Sommerliche Musiktage Hitzacker vom 30. Juli bis zum 7. August
lk Hitzacker. In einer Online-Pressekonferenz und in Anwesenheit des Niedersächsischen Ministers für Wissenschaft und Kultur, Björn Thümler, gab Intendant Prof. Oliver Wille Mitte Februar das Programm der 77. Sommerlichen Musiktage Hitzacker bekannt. Nach zwei Jahren Pandemie, in denen Kategorien wie diese neue Aufmerksamkeit und Bedeutung erfuhren, widmet sich das Festival vom 30. Juli bis 7. August erfinderisch dem Motto „Zeit.Räume“.
International gefeierte Künstlerinnen und Künstler wie Viviane Hagner, Kim Kashkashian, Ian Bostridge, Harriet Krijgh (erstmals in Hitzacker), Ania Vegry, Pierre-Laurent Aimard, das Quatuor Diotima, die Camerata Bern, Baiba und Lauma Skride und viele andere sind in Hitzacker zu erleben, ebenso – auch das gehört zur DNA des Festivals – besonders talentierte Nachwuchsmusiker wie der Geiger Javier Comesaña Barrera.
„In Zeiten, in denen sich das Kulturleben neu aufstellt – ja aufstellen muss, sich hinterfragt und den viel zitierten Neustart probt, fühlen wir uns ganz beheimatet: Unser Festival ist darin geübt, seit jeher ein Ort des Aufbruchs und der Erfindung zu sein“, so Wille.

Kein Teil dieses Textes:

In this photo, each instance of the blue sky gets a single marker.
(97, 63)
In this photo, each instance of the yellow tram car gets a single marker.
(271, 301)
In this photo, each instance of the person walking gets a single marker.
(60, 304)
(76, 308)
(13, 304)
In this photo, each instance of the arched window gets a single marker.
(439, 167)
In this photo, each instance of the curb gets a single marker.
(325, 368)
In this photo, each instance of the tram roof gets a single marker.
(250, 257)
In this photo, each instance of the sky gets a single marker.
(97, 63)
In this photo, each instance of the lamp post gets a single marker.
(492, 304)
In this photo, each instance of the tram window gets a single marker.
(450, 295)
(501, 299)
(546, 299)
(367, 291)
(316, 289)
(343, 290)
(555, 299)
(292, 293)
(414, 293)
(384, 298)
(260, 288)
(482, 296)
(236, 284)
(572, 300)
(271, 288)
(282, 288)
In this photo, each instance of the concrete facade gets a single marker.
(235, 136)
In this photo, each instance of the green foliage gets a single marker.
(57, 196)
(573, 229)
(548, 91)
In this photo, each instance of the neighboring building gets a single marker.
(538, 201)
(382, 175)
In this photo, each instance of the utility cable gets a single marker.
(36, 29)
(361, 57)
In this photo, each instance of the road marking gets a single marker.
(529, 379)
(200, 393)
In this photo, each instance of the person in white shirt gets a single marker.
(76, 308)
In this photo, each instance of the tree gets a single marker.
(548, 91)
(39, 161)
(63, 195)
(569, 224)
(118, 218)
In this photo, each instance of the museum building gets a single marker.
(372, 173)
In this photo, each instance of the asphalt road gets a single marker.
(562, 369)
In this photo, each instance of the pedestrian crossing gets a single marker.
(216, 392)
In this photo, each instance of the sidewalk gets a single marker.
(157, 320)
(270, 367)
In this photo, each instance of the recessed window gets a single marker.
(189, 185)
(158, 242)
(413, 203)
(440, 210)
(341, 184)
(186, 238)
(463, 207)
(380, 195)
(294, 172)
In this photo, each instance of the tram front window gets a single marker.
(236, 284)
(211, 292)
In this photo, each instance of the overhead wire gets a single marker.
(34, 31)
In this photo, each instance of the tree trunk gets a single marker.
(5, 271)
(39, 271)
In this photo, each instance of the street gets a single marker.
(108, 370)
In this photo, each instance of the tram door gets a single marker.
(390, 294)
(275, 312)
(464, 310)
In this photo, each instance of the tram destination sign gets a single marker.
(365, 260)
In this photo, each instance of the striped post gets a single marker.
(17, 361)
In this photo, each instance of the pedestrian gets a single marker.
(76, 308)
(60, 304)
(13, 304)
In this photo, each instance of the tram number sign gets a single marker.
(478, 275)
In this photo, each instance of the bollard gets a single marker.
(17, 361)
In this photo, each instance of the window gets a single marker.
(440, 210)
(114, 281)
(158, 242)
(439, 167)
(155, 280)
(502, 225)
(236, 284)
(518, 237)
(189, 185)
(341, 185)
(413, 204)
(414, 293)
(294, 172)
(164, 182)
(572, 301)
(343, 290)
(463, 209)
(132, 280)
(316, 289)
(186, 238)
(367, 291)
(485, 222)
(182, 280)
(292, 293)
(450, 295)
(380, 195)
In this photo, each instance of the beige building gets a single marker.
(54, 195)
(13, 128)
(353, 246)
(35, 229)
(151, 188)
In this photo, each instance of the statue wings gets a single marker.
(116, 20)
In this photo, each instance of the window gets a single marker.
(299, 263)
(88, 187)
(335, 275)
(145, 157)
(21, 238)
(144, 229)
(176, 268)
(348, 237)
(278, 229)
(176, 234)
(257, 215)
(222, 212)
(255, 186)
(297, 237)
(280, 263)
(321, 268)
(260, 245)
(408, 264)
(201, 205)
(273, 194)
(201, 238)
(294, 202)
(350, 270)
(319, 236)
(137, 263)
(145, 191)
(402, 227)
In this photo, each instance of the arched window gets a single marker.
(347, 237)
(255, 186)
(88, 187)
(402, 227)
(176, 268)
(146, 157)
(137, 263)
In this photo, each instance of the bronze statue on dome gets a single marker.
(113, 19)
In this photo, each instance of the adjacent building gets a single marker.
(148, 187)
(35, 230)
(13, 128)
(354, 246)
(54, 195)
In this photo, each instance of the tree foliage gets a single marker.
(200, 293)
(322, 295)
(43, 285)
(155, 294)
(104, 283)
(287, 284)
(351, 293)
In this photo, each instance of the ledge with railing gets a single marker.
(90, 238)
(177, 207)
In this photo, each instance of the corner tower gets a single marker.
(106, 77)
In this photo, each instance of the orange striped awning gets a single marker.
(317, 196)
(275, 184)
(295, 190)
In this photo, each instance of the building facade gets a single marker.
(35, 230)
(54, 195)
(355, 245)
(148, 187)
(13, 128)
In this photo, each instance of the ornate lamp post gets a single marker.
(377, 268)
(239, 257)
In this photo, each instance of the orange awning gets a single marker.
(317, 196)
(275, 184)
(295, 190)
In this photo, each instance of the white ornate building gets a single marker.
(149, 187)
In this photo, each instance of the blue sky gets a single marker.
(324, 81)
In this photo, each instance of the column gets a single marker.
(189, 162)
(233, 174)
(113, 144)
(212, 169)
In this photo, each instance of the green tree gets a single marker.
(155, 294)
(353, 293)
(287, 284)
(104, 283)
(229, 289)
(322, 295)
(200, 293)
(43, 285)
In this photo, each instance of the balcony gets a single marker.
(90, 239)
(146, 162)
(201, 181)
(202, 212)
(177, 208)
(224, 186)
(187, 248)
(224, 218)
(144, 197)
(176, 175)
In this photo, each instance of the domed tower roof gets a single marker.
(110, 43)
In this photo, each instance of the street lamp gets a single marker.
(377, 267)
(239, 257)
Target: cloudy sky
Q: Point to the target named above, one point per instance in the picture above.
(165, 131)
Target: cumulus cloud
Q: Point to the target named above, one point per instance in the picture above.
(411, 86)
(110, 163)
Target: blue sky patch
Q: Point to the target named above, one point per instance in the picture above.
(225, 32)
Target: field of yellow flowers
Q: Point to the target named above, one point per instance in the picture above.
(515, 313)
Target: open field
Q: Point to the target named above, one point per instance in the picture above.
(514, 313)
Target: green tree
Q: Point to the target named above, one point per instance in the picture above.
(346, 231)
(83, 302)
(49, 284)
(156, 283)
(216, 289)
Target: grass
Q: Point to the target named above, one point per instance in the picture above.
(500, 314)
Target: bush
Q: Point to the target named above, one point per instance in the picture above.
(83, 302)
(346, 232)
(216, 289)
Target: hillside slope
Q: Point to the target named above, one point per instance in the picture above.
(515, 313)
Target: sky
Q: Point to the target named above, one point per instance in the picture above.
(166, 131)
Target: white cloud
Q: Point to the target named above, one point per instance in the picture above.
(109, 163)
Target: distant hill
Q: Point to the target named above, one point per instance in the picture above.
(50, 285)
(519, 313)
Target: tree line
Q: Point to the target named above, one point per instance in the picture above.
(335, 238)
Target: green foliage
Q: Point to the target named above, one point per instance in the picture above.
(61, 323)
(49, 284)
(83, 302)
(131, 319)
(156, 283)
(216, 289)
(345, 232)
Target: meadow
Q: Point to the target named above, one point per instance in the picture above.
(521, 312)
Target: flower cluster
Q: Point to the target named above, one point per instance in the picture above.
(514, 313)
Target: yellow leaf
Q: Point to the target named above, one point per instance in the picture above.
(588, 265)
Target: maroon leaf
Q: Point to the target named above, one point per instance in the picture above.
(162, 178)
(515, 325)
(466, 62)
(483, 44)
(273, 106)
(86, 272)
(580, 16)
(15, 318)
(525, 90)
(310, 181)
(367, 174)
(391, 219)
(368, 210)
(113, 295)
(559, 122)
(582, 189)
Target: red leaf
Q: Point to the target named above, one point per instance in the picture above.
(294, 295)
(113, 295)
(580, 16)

So wird die Eröffnungsproduktion „Kokon“ mit Bas Böttcher (Slam-Poetry), Yui Kawaguchi und Ruben Reniers (Tanz), Johannes Fischer (Schlagzeug, Komposition) und dem Kuss Quartett Wortkunst, Performance, Musik und Imagination zusammenbringen – Zeitläufe verschmelzen und nicht nur die zentrale Bühne ist dabei Ort des Geschehens.
Pierre-Laurent Aimard – einer der wichtigsten Pianisten unserer Zeit – setzt gemeinsam mit dem Kuss Quartett die Musik Elliott Carters, die besonders raffiniert Zeit und Raum durch rhythmisch-metrische Verschiebungen aufhebt, zu Mozart in Beziehung. Die Sopranistin Ania Vegry führt Poulencs Monodrama „Die menschliche Stimme“ auf, eine ergreifende Oper über äußere und innere Distanz. Und, wie um aus Zeit und Raum herauszutreten, erklingt Musik von Frederic Mompou in einem Sonnenaufgangskonzert.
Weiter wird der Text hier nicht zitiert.